BAHASA PEDALANGAN
-->Reka bahasa dalang
dalam seni pertunjukan wayang.
Murwa
Suluk pembuka pakeliran wayang, dalam pedalangan Jawa Timur dikenal dengan istilah pelungan, di
Jawa Tengah dikenal
dengan istilah ilahengan, dan di Jawa Barat dikenal dengan istilah murwa. Di
bawah ini adalah contoh murwa pendek:
Kembang sungsang binang kunang
Cahaya nira kadya gilang gumilang
Sedangkan
contoh murwa panjang seperti di bawah ini:
Adam adam babuh lawan
Ingkang ngagelaraken cahya nur cahya
Dangiang wayang wayanganipun
Perlambang alam sadaya
Semar sana ya danar guling
Basa sem pangangen-angen
Mareng ngemaraken Dzat Kang Maha
Tunggal
Wayang agung wineja wayang tunggal
Wayang tunggal
Nyandra
Nyandra adalah deskripsi adegan dengan menggunakan
bahasa prosa pakeliran
wayang.

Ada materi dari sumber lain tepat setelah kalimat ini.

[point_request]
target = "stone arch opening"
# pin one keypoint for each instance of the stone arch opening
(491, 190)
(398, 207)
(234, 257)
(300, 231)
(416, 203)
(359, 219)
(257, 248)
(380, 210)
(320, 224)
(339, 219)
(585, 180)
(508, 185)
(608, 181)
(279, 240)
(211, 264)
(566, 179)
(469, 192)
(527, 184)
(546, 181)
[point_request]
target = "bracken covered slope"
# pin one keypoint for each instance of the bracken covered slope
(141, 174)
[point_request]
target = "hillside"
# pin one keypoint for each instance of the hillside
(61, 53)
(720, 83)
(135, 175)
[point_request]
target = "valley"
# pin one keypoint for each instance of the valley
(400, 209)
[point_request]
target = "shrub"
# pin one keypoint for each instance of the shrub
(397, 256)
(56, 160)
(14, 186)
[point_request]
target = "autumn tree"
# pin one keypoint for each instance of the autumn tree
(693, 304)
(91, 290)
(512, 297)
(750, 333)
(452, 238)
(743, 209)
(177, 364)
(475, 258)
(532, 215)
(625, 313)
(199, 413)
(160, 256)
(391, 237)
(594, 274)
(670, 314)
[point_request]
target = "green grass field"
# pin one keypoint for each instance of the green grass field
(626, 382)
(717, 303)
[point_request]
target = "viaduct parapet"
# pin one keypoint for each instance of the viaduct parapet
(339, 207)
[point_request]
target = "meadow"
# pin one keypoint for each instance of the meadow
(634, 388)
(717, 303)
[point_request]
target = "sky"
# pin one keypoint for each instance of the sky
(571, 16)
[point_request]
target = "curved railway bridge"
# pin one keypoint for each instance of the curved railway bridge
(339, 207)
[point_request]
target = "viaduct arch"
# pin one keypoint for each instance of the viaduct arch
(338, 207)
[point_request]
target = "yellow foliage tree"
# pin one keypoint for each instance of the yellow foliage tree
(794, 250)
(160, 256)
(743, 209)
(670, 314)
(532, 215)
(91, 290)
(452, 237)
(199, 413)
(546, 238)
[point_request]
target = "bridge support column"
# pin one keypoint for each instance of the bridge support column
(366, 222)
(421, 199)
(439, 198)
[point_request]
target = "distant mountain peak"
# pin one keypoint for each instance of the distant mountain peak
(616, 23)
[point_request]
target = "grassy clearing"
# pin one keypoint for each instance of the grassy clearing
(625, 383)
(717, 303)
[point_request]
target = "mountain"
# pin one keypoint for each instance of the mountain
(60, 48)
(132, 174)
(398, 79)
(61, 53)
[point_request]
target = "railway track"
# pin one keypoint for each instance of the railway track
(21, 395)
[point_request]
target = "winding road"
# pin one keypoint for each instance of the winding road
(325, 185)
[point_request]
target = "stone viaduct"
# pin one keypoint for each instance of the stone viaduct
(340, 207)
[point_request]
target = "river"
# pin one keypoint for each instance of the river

Ada dua jenis nyandra, yaitu janturan dan pocapan. Janturan adalah
nyandra yang diiringi gamelan; sedangkan pocapan tidak diiringi
gamelan. Di bawah ini adalah contoh nyandra gubahan Ki Harsono Siswocarito dari
pedalangan Jawa Barat:
Sinareng
nira kenya pertangga, watri gumanti sang hyang latri kapundut ima-ima gambura
kalawan ancala. Gambura itu awal, ancala di puncak gunung, si Walangtunggal
pertanda cerita bertatahkan asta gangga wira tanu patra. Asta itu tangan,
gangga itu air, wira itu mumpuni, tanu itu tinta, patra itu kata.
Kata dan
tinta dibuat aksara wilanjana wilanjani. Wilanjana itu abjad aksara Ha,
wilanjani itu abjad aksara Alip. Aksara Alip disebar di belahan Barat, menjadi
aksara tiga puluh, Alip ba ta sa. Jangan menamatkan aksara Alip, bukan
tempatnya meng-urusi aksara Alip. Melenyapkan aksara Alip, mengeluarkan aksara
Ha. Aksara Ha disebar di belahan Timur, jatuh di taanah Jawa, dibuat aksara
kalih dasa, kalih dua, dasa sepuluh, aksara dua puluh dibagi empat mazhab,
yaitu:
Ha na ca ra
ka itu timur, da ta sa wa la itu selatan, pa da ja ya nya itu barat, ma ga ba
ta nga itu utara. Ha na ca ra ka itu yang memerintah, da ta sa wa la itu yang
diperintah, pa da ja ya nya itu buruk hatinya, ma ga ba ta nga itu tidak bisa
disebut. Aksara sudah mati di sebelah utara.
Melenyapkan
aksara dua puluh, mengeluarkan lagi aksara, wulanjana wulanjani. Wulanjana itu
si rama, wulanjani itu sir ibu. Sir rama jatuh ke dalam sir ibu, masuk ke dalam
kenya puri. Kenya itu artinya wadah, puri yaitu artinya keraton.
Keraton mana
yang menjadi pembuka? Keraton …… yang dipakai pembuka. Dasar negara panjang
punjung pasir wukir loh jinawi. Panjang itu banyak dibicarakan, punjung itu
luhur wibawanya, pasir itu samudra, wukir yaitu gunung, loh jinawi artinya
kaya, tak kurang sandang dan pangan, intan berlian.
Siapa yang
menjadi raja? Sang raja duduk di kursi gading gilang kencana bermahkota
binokasri bertatahkan permata. Memakai gelung gono, gelung gongsor, kelat bahu
kempal dada, menyandang keris kiai Jagapati, pendok berukir ketumbar semebar,
amar-amaran-nya sutra kuning, sutra putih, sutra hitam, sutra merah, dodot
gresik wayang.
Orang
mendalang itu dora sembada, dora itu bohong, sembada itu pantas. Apa sebabnya
menjadi pantas? Ada buktinya. Apa buktinya? Adanya wayang purwa. Wayang itu
artinya bayangan, purwa itu permulaan. Hanya mengikuti alur terdahulu, merunut
jejak lama, orang tua memulai, orang muda hanya melakukan.
Hanya
bedanya wayang dahulu kala diganti dengan golek. Apa artinya istilah golek,
disenggol matinya tergeletak, mendongkol matanya melek. Tapi kata golek menurut
bahasa Jawa artinya cari. Cari apanya, cari asal-usulnya, sebab golek itu tidak
berbeda dengan manusia. Hus gegabah golek sampai disamakan dengan manusia.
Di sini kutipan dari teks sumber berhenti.